# Think it's a BFN again



## pinklady (Jan 4, 2005)

Is monitoring your temp during 2WW reliable if you've had IVF/ICSI?

I'm really concernced, it's 6dp3dt and my temp hasn't risen.  Was hovering around 36.5 prior to ET but since 4dpt has been 36.2/3.  I don't understand why as I thought the progesterone from the pessaries would cause temp to rise.  Normally my post ov temp is high at 36.9-37.1 dropping to 36.1-3 before arrival of af.  With my temp already at af levels what hope do I have?


----------



## chucky egg 4 (Oct 20, 2006)

I wouldn't read too much into your temperature.  I would put the thermometer away if I were you.  Wishing you loads of luck, I really hope you get your BFP.

Love Chucky egg


----------



## ☼♥ Minxy ♥☼ © (Jan 13, 2005)

Hi

I wouldn't rely too much on your temps during treatment as you wouldn't have had "natural" ovulation (as you would've had EC), so you wouldn't have noticed the usual temp dip just before ovulation and then the temp rise afterwards.  You will also have had the HCG trigger injection before EC and then progesterone support during 2ww....both of which can effect your temperature.

As chucky egg has said, put the thermometer away 

Good luck
Natasha


----------



## pinklady (Jan 4, 2005)

Thanks for the posts girls, temp shot up after my post so felt a bit better then.

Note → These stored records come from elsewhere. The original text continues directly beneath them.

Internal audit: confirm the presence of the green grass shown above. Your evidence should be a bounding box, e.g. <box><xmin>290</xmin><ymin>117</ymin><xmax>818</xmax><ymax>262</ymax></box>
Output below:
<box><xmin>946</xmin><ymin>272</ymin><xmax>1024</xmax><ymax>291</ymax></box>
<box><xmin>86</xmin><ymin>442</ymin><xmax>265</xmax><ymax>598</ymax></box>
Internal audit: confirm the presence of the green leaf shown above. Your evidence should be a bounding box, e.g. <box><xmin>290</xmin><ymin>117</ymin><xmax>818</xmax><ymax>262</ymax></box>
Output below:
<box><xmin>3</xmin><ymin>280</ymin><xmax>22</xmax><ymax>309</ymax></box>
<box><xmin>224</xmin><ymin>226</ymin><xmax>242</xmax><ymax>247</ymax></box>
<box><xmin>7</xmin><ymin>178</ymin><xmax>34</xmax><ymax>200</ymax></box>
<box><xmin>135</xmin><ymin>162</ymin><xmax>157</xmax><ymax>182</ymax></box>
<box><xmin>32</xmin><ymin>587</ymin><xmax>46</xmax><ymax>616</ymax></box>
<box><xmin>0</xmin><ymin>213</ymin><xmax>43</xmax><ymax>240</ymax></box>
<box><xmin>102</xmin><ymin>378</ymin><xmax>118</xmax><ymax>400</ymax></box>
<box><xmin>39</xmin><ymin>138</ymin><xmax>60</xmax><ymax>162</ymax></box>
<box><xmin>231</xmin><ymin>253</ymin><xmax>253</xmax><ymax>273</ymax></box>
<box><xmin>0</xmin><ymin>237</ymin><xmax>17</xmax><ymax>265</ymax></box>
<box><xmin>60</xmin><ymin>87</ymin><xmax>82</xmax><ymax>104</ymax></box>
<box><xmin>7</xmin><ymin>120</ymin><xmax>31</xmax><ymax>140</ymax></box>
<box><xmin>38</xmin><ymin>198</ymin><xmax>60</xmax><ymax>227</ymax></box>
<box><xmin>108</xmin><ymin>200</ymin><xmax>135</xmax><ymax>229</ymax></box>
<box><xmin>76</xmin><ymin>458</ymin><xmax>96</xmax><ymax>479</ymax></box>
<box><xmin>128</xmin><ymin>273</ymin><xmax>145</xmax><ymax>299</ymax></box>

Unfortunately I still don't think it's worked, it's 8dp3dt and I've had a huge blob of yellowish really really stretchy cm with a few really thin streaks of red blood.  On my last cycle things started to go wrong at (9dp2dt) the equivalent of this time so I'm feeling pretty negative.

I thought last time was hard but I'm just not coping at all well this time.  Have had a bad headache on and off for 2 days and woke up in the night choking with heartburn, well acid reflux that burnt my throat and nose.  Nice eh!  2nd spell of heartburn, had it 4dpt too.


----------



## ☼♥ Minxy ♥☼ © (Jan 13, 2005)

Hi again 

I know it's easier said than done (having been through 3 fresh IVFs, 2 natural FETs, 6mths of clomid to boost and countless "natural" ttc !!) but please don't read too much into any of your symptoms.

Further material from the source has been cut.